Net Neutrality: What just happened and why Ericsson’s engagement impacts our business

Since the U.S. Federal Communications Commission (FCC) started contemplating its role in the broadband world years ago, Democratic and Republican FCC Chairmen realized that the framework for addressing the Internet should be based on a standard that allowed for maximum creativity, and minimal government involvement. For years, that framework – often referred to as “Title I” – defined the government’s role in regulating the Internet.

That’s not to say that there have not been hiccups. There are instances of ISPs playing games. Remember, Comcast tried to block BitTorrent traffic years ago. A small wireline ISP once blocked Vonage. In both cases, public scrutiny and political pressure – not rules – led to such practices being eliminated.
In 2015, Chairman Wheeler took actions to bring the Internet under a stricter framework – known as “Title II.” What’s that? Think telephones. One big reason Title II exists as law is to make sure that the monopoly telephone provider of the past could not play games. Your calls had to go through, and they did.

The current FCC Chairman Pai has effectively hit the reset button. The Order he released brings the Internet back to the welcoming arms of Title I. Contrary to much rhetoric, the FCC has not “broken the Internet.” Consumers are still protected. ISPs will not block websites. You’ll still be able to watch Netflix on your phone. Your kids will still be using Snapchat.

What does Ericsson think?

Ericsson is very supportive of what just happened. Our products have network management built in. We enable differentiated experiences. Some of the experiences require low latency, or high bandwidth, or content cached close to the end user.
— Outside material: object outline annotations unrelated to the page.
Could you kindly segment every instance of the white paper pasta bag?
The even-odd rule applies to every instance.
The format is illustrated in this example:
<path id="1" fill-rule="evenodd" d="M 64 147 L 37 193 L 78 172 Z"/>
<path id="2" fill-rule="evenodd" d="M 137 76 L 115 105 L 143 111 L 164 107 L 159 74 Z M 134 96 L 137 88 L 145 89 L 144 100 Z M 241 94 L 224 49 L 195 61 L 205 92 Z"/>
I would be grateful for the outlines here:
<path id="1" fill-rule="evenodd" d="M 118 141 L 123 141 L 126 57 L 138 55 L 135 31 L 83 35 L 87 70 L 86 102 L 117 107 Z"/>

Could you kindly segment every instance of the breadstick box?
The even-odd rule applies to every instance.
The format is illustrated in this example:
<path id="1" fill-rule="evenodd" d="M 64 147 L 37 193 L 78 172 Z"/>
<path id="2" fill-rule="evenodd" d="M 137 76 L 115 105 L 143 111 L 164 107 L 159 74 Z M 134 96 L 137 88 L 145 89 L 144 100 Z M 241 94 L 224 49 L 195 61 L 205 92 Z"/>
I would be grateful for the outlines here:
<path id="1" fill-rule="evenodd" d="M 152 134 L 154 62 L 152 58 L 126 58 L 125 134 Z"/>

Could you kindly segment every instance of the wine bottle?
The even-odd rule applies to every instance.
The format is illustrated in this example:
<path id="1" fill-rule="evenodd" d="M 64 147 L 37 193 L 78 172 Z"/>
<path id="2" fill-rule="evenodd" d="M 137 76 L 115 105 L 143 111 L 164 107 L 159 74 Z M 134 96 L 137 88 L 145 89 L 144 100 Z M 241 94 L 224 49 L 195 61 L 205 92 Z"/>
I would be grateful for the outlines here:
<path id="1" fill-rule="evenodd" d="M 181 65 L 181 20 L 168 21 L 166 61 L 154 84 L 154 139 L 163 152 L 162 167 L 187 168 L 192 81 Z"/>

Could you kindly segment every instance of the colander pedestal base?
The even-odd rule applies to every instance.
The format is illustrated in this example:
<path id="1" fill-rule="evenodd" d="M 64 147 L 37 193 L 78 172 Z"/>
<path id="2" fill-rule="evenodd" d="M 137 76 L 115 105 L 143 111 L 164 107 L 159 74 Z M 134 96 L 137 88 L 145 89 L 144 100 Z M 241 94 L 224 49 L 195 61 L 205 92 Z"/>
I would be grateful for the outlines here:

As broadband matures, the issue isn’t so much just “how fast is it?” Now, there can, and will, be levels of access that take into account security, latency, speed, QoS, etc. Those aspects of broadband are what made doing business under rules adopted under Chairman Wheeler so difficult for us and our customers. The rules called into question whether some of the equipment we would like to sell could be deployed. Ericsson’s Government and Industry Relations team has worked for more than a decade on the Net Neutrality issue to make sure we can continue innovating and develop new product offerings. This isn’t just hypothetical. Customers have stated that their concern with a particular product offering was net neutrality rules.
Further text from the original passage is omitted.